BlackBerry (BB), a provider of intelligent security software and services to businesses and governments, will report its Q1 earnings on June 24 after markets close. Over the past year, the stock has gained approximately 128% and is currently trading close to C$16.00. Strong earnings could boost BB shares, so let’s have a look at what analysts are expecting.

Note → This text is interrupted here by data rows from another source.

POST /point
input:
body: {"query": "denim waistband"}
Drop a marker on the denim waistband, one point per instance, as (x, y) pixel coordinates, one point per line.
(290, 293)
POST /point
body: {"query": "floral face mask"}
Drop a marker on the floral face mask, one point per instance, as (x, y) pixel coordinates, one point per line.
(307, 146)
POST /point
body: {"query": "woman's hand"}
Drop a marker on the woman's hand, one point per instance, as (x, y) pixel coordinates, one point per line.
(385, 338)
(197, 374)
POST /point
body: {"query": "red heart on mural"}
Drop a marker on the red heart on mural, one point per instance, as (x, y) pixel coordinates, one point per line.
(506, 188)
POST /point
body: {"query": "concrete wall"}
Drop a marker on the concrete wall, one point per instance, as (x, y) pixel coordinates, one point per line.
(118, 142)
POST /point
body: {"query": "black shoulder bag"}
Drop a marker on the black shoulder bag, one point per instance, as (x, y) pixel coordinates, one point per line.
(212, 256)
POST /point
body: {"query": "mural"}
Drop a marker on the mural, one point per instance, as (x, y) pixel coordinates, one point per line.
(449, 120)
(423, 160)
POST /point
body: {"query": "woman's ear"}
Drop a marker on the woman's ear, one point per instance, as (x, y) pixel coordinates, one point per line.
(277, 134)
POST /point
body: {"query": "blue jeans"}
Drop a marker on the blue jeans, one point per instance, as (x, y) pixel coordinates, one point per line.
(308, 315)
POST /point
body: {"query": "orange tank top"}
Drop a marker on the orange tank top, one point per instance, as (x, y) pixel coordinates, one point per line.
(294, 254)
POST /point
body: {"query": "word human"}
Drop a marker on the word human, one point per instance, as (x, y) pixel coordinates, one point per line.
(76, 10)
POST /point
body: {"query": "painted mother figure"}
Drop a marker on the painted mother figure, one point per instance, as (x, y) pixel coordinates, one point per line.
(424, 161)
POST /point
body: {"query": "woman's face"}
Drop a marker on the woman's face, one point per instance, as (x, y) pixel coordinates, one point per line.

Analysts on average, expect BlackBerry to post a loss of $0.05 per share in Q1 2022, compared to earnings of $0.02 in Q1 2021. Estimated revenue is $171.25 million, representing a decrease of 20% from the prior-year quarter ($214.09 million).

BlackBerry missed earnings estimates in the past eight quarters and could miss estimates again in the coming quarter.

Points to Watch

The last fiscal year was difficult for BlackBerry, with declining revenues and increasing losses. However, total billings had returned to pre-pandemic levels by the end of the period, with demand for its SPARK cybersecurity product and QNX operating system improving as the year progressed.

The expected decrease in BlackBerry’s revenue will likely come from its License and Other segment revenues. The market will want to see improved trends in its Enterprise Software Services segment, which has struggled for several consecutive quarters.

Investors will want to see if BlackBerry’s business and operational fundamentals can justify the stock’s price performance, as Blackberry has become a popular Reddit stock. (See BlackBerry stock chart on TipRanks)

Two months ago, RBC Capital analyst Paul Treiber kept a Sell rating on BB with a C$9.29 target price. This implies 41.2% downside potential.

Overall, BB scores a Moderate Sell rating among Wall Street analysts based on 2 Holds and 1 Sell. The average BlackBerry analyst price target of C$11.20 implies 29% downside potential to current levels.

TipRanks’ Smart Score

BB scores a 6 out of 10 on TipRanks’ Smart Score rating system, indicating that the stock returns are likely to be in line with the overall market.